What does independence mean? Chaiwallah, safai karamchari, security guard speak
Bengaluru, August 15: By now, your social media accounts must be relentlessly beeping with Independence Day messages. You must have wished your fellow citizens too. Mostly, you have also expressed your views on being an Indian and being independent.
Words like "independence" and "freedom" always become more meaningful during all our national days, especially during Independence Day and Republic Day celebrations.
We at OneIndia thought of talking to a couple of people, who don't have any platforms--be it political podiums or social media sites-- to speak their minds on the occasion of 70th Independence Day on Tuesday.
We caught up with a roadside tea vendor (chaiwallah), a sanitation worker (safai karamchari) and a security guard in India's IT hub Bengaluru to understand what it means to be independent and many other things associated with being a citizen of a free and a democratic country.
Rama TN, a native of Tirumala in Andhra Pradesh, migrated to Bengaluru almost 15 years ago. After doing several odd jobs, since the last three years, Rama is running a small tea stall in the Outer Ring Road--one of the favourite destinations of IT companies in the city.
Ask him, how he is going to celebrate Independence Day, Rama smiled, "I will sell tea, as usual."
Explaining the logic behind working on the day, when almost all offices are closed, and a good amount of Bengalureans have left for a short vacation in nearby hill stations, Rama said he did not have the "luxury to enjoy Independence Day".
"I am a poor man. I have to work every day. I can't sit in front of the television and watch Prime Minister Narendra Modi's speech, no matter how much inspiring it is for others," added Rama.
Like Rama, Sunitha (who only writes her first name), a sanitation worker with the Bruhat Bengaluru Mahanagara Palike (BBMP), was seen working as she cleaned roads near Electronic City on Tuesday.
Although it's an official holiday for all state-run offices, including the municipal corporation of Bengaluru, but Sunitha worked on Independence Day as her bosses asked her to attend her duties.

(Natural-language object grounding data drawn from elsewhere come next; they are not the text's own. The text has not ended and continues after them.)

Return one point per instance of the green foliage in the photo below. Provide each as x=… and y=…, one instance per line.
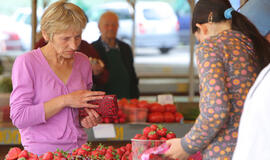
x=5, y=85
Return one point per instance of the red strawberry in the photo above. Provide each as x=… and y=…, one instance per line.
x=23, y=154
x=154, y=127
x=170, y=135
x=137, y=136
x=108, y=156
x=33, y=156
x=13, y=153
x=146, y=130
x=162, y=132
x=86, y=147
x=82, y=152
x=48, y=156
x=163, y=138
x=119, y=152
x=128, y=147
x=143, y=137
x=152, y=135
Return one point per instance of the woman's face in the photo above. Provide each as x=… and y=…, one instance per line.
x=66, y=43
x=108, y=27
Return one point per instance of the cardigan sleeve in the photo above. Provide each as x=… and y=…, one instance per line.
x=23, y=112
x=214, y=103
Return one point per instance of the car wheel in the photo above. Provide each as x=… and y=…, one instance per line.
x=164, y=50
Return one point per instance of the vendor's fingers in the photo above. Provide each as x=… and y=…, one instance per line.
x=91, y=98
x=89, y=105
x=90, y=121
x=95, y=114
x=95, y=93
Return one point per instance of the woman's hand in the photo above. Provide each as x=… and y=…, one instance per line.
x=79, y=99
x=91, y=120
x=97, y=66
x=176, y=150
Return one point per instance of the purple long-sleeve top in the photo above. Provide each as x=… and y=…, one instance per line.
x=35, y=83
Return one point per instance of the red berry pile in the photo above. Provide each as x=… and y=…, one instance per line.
x=155, y=132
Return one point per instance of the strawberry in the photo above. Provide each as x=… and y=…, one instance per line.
x=162, y=132
x=48, y=156
x=137, y=136
x=128, y=147
x=152, y=135
x=146, y=130
x=13, y=153
x=143, y=137
x=86, y=147
x=170, y=135
x=108, y=156
x=82, y=152
x=163, y=138
x=23, y=154
x=33, y=156
x=154, y=127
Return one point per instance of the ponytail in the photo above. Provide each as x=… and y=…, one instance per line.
x=260, y=44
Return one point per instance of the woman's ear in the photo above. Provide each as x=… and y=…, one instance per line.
x=45, y=36
x=203, y=28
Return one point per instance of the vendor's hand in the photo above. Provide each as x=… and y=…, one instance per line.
x=176, y=150
x=91, y=120
x=79, y=99
x=97, y=66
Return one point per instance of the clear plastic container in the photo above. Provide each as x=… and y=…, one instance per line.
x=136, y=115
x=140, y=146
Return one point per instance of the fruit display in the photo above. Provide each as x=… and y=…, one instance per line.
x=85, y=152
x=147, y=145
x=143, y=111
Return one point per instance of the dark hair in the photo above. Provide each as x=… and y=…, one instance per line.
x=240, y=23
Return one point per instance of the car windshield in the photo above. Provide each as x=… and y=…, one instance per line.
x=123, y=14
x=154, y=14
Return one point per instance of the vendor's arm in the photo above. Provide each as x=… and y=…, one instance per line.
x=214, y=103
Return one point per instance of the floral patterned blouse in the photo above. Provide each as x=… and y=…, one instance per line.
x=227, y=68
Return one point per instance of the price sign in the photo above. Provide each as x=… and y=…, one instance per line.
x=104, y=131
x=165, y=99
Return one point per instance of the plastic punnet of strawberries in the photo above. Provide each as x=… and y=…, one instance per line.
x=152, y=137
x=150, y=145
x=85, y=152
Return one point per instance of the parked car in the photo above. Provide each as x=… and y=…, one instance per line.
x=9, y=39
x=22, y=20
x=155, y=27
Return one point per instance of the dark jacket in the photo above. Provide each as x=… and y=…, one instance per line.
x=128, y=60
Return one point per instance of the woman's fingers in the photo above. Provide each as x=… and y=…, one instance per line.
x=92, y=119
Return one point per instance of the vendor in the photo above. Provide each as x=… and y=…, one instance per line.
x=230, y=55
x=51, y=83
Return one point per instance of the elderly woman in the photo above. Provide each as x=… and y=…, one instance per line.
x=51, y=83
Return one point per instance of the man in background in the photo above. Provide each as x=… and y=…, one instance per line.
x=118, y=59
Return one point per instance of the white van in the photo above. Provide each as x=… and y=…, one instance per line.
x=156, y=24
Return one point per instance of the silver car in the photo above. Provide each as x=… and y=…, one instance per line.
x=156, y=24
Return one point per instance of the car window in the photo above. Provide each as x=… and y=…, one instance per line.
x=155, y=14
x=123, y=14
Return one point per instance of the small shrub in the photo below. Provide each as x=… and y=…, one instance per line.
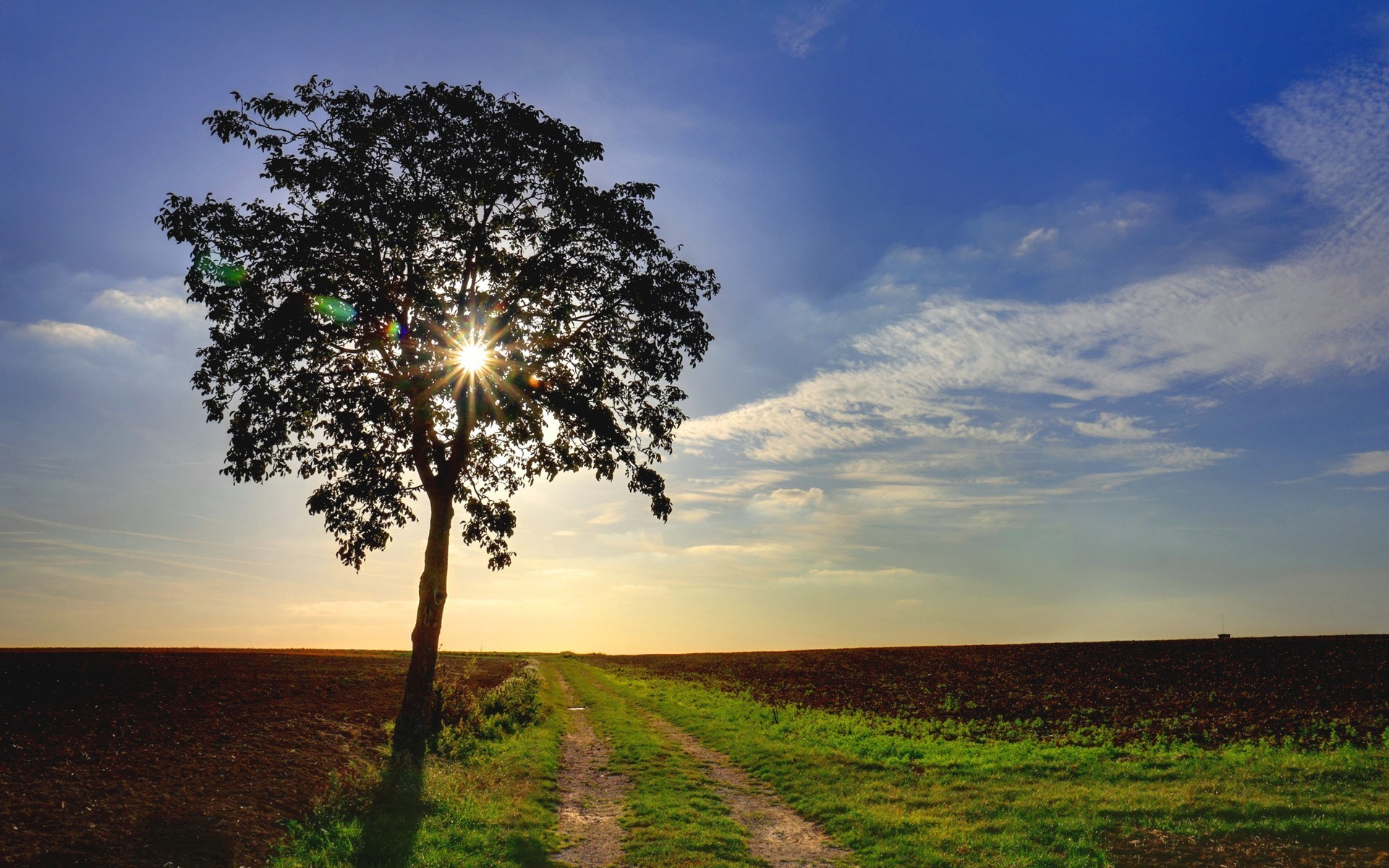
x=467, y=723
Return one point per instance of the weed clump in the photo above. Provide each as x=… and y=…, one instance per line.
x=464, y=721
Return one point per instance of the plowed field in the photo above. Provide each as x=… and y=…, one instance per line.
x=188, y=759
x=1310, y=689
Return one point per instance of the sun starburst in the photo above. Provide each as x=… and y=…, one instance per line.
x=472, y=357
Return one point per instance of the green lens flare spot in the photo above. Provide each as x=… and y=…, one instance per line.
x=335, y=309
x=223, y=273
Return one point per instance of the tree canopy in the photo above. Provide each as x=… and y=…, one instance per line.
x=435, y=300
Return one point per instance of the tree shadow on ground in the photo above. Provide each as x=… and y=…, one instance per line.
x=392, y=822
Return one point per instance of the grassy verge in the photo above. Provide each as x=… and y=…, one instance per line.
x=902, y=798
x=673, y=817
x=493, y=806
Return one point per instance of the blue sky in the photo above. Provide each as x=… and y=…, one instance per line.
x=1061, y=321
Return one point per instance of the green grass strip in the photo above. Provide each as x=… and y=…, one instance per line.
x=903, y=799
x=674, y=818
x=496, y=810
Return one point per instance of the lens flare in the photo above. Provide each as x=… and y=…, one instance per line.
x=471, y=357
x=224, y=273
x=335, y=309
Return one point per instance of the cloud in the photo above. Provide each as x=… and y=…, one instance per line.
x=1364, y=464
x=352, y=608
x=949, y=367
x=789, y=501
x=1032, y=239
x=1113, y=427
x=798, y=30
x=153, y=306
x=74, y=335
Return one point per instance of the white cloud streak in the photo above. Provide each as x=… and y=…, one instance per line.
x=1364, y=464
x=797, y=31
x=1320, y=310
x=74, y=335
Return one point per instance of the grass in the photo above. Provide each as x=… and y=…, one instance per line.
x=899, y=795
x=493, y=807
x=895, y=792
x=673, y=816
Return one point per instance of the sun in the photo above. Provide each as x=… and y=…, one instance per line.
x=471, y=357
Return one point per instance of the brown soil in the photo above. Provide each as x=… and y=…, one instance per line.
x=1309, y=689
x=777, y=835
x=590, y=799
x=174, y=757
x=1152, y=849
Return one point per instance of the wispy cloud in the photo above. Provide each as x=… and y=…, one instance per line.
x=1113, y=427
x=797, y=30
x=1034, y=239
x=946, y=370
x=148, y=305
x=74, y=335
x=1364, y=464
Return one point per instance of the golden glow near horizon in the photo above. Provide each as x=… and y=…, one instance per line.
x=472, y=356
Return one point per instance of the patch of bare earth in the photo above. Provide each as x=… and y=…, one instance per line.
x=777, y=835
x=590, y=799
x=1153, y=849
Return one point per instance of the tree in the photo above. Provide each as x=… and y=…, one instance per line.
x=436, y=305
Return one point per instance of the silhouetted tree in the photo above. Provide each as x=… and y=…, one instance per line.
x=436, y=303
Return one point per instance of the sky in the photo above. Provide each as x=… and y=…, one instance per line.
x=1040, y=323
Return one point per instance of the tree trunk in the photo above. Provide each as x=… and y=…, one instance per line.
x=417, y=705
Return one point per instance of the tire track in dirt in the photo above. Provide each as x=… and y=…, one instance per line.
x=776, y=833
x=590, y=799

"I know it's a holiday, but not for us, as we are cleaners. If my colleagues and I don't work, the roads will look filthy. It's Independence Day, we can't afford to have dirty roads on the day. Moreover, it has been pouring in Bengaluru since Monday, we have to ensure roads look neat and clean," said Sunitha.
When asked what does it meant to be a citizen of a free nation, the woman in her mid-40s said, "To be able to send my children to schools. I don't want my two sons to be manual workers like my husband and I. They go to schools and I want them to get degrees and work in offices."
Purnananda Das, a security guard, who hails from Assam, but has been working in the city for the last seven years said that Bengaluru was his second home.
"Independence Day holds great meaning for me. I feel proud to be in a free country. Yes, we are poor, but we are no less patriotic. Who does not struggle in life? I am also doing so, by leaving my home in Assam and working in Bengaluru. The city is beautiful and so are its people. I love working here," smiled Purnananda.